First off, there can be serious reasons you have leg and foot fatigue and/or pain, so it’s always a good idea to consult your doctor if you think you may be dealing with more than the normal signs of aging. But - if a gradual change has come on with age, the likely culprit is circulation. It’s very common for our circulation to get more inefficient as we get older. One simple explanation: it’s easier as you age for the blood pumped from your heart to go down instead of up. It’s more work for your heart and the veins and valves in your legs to pump the blood back up to your heart. How does it make you feel? You likely have tired legs, sore feet, swelling, and a feeling of heaviness. You might also notice spider veins on your legs or varicose veins when blood tends to pool and stay stagnant in parts of your legs.
The good news? There are steps you can take to help your circulation, so you can more easily exercise, work, spend the day at Disney, or go wherever the day takes you.
Tips for Tired, Aging Legs and Feet:
1. Trim off the Extra Pounds
This is always easier said than done, but it comes down to the pretty basic premise that extra weight is putting more pressure on your legs and feet. In addition, extreme excess weight has a significant impact on circulation. It can raise triglycerides in the blood system (they are the fats distributed throughout the body), and the more there are, the harder it is for blood to flow to the heart and other organs. Lots of extra weight can also lower the HDL - aka the “good cholesterol” - that helps keep arteries clear. None of that is good when you are trying to keep circulation humming along in the feet and legs - and all the other parts of the body as well! So just making an effort to lose even a little bit of extra weight helps your heart, circulation, and whole body.
2. Try Compression Technology
Lots of doctors suggest compression socks for feet and leg pain due to circulation. And no wonder: studies show compression can be helpful. For those who spend long hours standing at work, a study concurred that compression technology did aid standing fatigue in women. Why? They can help support improved circulation and improve the flow of freshly oxygenated blood.
This helps to reduce swelling and inflammation - which intensify the pain. Many swear by them to ease discomfort from everyday movement or even strenuous exercise. Compression socks are an easy and low-cost way to help with circulation; as Orthopedic Surgeon Dr. Georgeanne Botek, DPM, states, “It’s a very practical and common thing. But, at the same time, it’s a very underutilized option.”
3. Move Your Body
If you are suffering from foot pain, this may be the last thing you want to do. Still, we know that exercise is key to keeping fit and healthy and lifting our moods. For circulatory reasons, regular exercise, even mild exercise, is one of the best things you can do to improve circulation. But if the exercise is causing pain, try not to give up, maybe try something else, like swimming instead of running, or a gentle walk to start. Another great option to help sore feet during exercise is a sock with added compression and support. Some studies indicate athletes can run longer with less pain and recover faster with compression socks. They may support improved circulation and oxygenation of working muscles with compression technology. In addition, added support and cushioning in a sock aids all-day wear like Copper Fit Energy graduated compression socks - which have high terry loop footbed for plush cushioning at all the key pressure points and special compression arch support.
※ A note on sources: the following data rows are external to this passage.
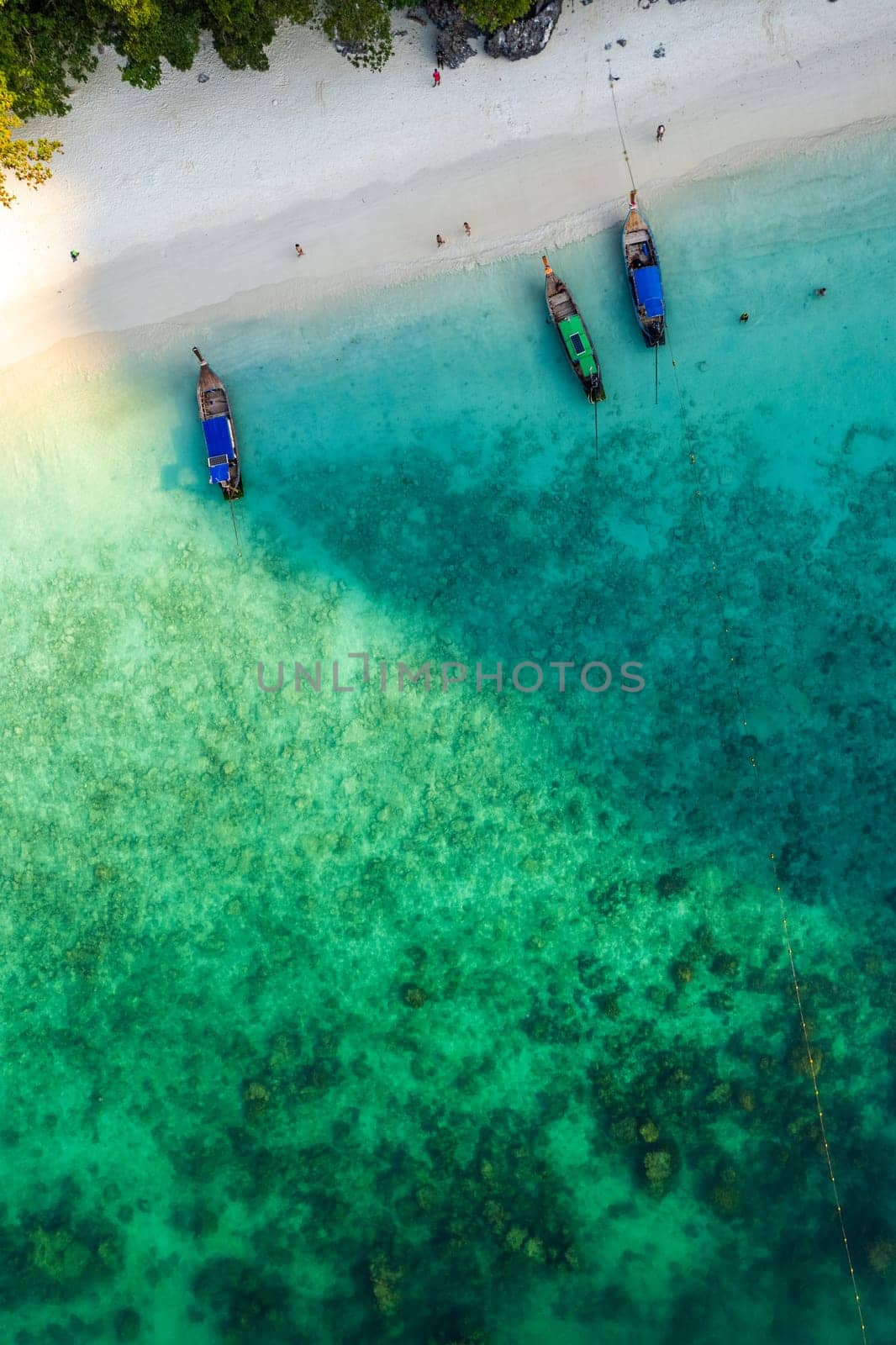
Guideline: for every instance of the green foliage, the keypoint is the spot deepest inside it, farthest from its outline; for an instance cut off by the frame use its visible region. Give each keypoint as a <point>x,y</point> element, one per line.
<point>46,47</point>
<point>24,159</point>
<point>492,15</point>
<point>42,50</point>
<point>365,24</point>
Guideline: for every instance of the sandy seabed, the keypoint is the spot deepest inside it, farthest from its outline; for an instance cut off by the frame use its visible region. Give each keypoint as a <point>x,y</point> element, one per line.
<point>190,194</point>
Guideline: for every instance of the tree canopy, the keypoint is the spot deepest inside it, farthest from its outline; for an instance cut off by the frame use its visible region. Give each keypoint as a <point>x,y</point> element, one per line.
<point>27,161</point>
<point>47,46</point>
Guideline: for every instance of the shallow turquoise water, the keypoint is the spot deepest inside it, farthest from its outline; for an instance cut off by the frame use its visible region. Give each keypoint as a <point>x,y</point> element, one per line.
<point>450,1019</point>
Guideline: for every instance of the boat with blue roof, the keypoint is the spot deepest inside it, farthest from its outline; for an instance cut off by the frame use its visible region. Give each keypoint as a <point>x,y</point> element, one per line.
<point>645,279</point>
<point>573,335</point>
<point>217,428</point>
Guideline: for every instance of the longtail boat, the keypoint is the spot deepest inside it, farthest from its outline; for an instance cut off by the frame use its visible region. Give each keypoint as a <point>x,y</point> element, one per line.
<point>573,335</point>
<point>645,282</point>
<point>217,427</point>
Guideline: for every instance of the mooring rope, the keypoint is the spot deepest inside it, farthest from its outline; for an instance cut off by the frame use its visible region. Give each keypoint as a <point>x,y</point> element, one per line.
<point>613,81</point>
<point>233,520</point>
<point>791,961</point>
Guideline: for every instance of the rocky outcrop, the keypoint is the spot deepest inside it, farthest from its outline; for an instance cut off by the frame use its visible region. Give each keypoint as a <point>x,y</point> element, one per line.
<point>528,37</point>
<point>452,49</point>
<point>448,18</point>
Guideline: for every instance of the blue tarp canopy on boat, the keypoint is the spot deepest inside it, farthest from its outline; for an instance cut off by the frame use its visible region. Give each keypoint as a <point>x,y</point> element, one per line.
<point>219,447</point>
<point>649,289</point>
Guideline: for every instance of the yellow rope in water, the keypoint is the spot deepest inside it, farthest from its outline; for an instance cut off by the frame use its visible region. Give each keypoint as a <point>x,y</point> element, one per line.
<point>813,1068</point>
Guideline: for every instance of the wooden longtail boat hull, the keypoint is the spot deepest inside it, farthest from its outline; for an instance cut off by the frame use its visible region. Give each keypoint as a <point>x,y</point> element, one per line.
<point>645,279</point>
<point>219,432</point>
<point>575,336</point>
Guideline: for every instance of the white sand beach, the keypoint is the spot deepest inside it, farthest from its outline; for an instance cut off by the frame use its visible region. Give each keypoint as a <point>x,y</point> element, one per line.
<point>187,195</point>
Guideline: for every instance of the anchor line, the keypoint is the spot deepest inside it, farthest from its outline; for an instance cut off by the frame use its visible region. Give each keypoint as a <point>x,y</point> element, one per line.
<point>791,961</point>
<point>233,520</point>
<point>622,139</point>
<point>757,787</point>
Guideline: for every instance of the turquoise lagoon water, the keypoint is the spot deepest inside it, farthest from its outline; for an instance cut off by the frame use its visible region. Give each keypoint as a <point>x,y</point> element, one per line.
<point>461,1019</point>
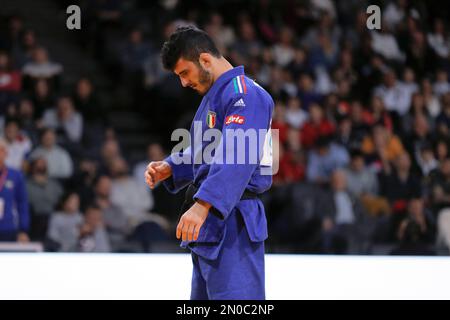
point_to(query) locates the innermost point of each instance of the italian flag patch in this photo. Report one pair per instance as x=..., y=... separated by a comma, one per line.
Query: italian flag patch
x=211, y=119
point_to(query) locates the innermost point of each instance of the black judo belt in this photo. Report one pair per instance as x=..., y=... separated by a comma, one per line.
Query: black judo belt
x=192, y=190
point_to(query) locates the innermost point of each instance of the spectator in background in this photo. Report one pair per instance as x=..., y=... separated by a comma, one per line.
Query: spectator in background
x=360, y=180
x=64, y=226
x=93, y=236
x=222, y=34
x=395, y=96
x=10, y=82
x=27, y=120
x=443, y=119
x=441, y=86
x=14, y=215
x=19, y=146
x=247, y=46
x=128, y=194
x=22, y=49
x=110, y=150
x=439, y=40
x=42, y=68
x=44, y=194
x=324, y=159
x=42, y=98
x=432, y=102
x=381, y=144
x=342, y=219
x=307, y=93
x=317, y=126
x=416, y=232
x=295, y=116
x=400, y=185
x=134, y=52
x=59, y=162
x=155, y=152
x=115, y=220
x=67, y=122
x=426, y=160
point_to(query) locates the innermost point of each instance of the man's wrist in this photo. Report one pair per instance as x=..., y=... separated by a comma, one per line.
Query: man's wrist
x=204, y=204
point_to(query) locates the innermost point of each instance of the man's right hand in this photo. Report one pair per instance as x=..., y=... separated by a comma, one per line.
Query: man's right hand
x=157, y=171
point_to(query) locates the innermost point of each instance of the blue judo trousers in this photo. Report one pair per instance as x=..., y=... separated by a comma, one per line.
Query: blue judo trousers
x=228, y=256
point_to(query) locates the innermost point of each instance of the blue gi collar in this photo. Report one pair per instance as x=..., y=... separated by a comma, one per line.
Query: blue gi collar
x=224, y=79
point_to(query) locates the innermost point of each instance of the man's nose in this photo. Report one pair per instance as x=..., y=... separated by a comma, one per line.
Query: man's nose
x=184, y=83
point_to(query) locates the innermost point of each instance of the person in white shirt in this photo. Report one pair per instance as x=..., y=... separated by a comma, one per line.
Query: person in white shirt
x=395, y=95
x=66, y=118
x=59, y=162
x=18, y=144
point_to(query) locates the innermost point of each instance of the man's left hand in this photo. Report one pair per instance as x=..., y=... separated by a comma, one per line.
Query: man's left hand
x=192, y=220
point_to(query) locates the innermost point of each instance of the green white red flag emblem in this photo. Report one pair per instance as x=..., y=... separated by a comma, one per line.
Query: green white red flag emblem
x=211, y=119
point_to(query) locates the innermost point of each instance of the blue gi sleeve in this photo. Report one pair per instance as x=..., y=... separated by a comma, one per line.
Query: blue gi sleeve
x=226, y=182
x=21, y=199
x=182, y=173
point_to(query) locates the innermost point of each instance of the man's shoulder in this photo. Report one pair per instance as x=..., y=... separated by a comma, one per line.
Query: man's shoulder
x=242, y=88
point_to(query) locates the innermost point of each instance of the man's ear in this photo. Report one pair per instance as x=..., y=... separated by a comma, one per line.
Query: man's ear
x=205, y=60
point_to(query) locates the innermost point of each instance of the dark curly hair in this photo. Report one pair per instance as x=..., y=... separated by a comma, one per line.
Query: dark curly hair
x=187, y=42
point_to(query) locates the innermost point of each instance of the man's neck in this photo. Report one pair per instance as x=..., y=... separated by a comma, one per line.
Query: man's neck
x=221, y=67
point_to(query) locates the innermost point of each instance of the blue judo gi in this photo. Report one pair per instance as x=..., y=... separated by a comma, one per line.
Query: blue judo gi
x=228, y=256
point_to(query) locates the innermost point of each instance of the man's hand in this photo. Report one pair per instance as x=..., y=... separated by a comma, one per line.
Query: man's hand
x=22, y=237
x=192, y=220
x=157, y=171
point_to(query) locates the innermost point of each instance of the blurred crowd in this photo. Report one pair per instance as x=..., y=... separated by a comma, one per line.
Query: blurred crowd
x=363, y=118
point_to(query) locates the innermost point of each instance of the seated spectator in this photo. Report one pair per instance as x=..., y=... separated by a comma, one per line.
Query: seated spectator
x=27, y=120
x=307, y=93
x=19, y=145
x=441, y=86
x=279, y=121
x=426, y=160
x=416, y=234
x=59, y=162
x=441, y=149
x=93, y=236
x=439, y=186
x=420, y=136
x=115, y=220
x=443, y=119
x=67, y=122
x=42, y=68
x=342, y=219
x=317, y=126
x=395, y=97
x=378, y=113
x=128, y=194
x=360, y=179
x=432, y=101
x=14, y=215
x=291, y=166
x=400, y=184
x=438, y=39
x=42, y=98
x=324, y=159
x=295, y=116
x=110, y=150
x=44, y=194
x=381, y=143
x=155, y=152
x=10, y=82
x=64, y=225
x=87, y=103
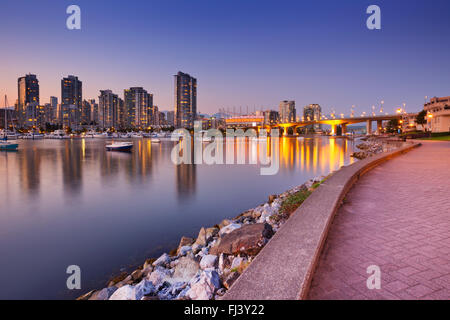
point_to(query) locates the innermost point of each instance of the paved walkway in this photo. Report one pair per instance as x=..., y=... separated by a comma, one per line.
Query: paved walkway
x=398, y=218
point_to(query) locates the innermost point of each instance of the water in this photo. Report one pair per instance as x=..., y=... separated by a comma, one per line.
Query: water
x=65, y=202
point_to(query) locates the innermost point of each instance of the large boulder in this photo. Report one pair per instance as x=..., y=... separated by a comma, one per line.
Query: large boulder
x=203, y=286
x=185, y=241
x=208, y=261
x=229, y=228
x=103, y=294
x=163, y=260
x=249, y=239
x=185, y=270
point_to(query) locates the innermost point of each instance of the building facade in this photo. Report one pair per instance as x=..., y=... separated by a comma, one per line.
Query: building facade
x=287, y=111
x=312, y=112
x=71, y=102
x=138, y=107
x=108, y=103
x=185, y=100
x=438, y=114
x=271, y=117
x=28, y=99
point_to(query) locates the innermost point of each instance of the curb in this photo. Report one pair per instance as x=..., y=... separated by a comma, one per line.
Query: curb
x=284, y=268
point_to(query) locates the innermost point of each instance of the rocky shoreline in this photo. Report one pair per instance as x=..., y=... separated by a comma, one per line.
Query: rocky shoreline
x=206, y=267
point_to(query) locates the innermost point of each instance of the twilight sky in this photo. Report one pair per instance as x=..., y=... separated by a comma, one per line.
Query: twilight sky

Elevating your legs above your heart for at least 20 minutes a day can help circulation and reduce the swelling you might have. It takes pressure away from your feet and also is a great opportunity just to chill out!
5. A Good Soak
If foot pain comes from circulatory problems, the power of warm water on your feet, with some soothing Epsom salt thrown in, can stimulate circulation. (A cold water soak, on the other hand, would be used for foot pain due to muscle discomfort.) Not only will 10-15 minutes on warm water help with circulation, but it will bring guaranteed relaxation. Treat yourself!
So, if you notice that “spring in your step” isn’t quite pain-free anymore, hopefully, this list of easy, economical tips will help! Little things we can do every day can make a significant impact on our health and happiness.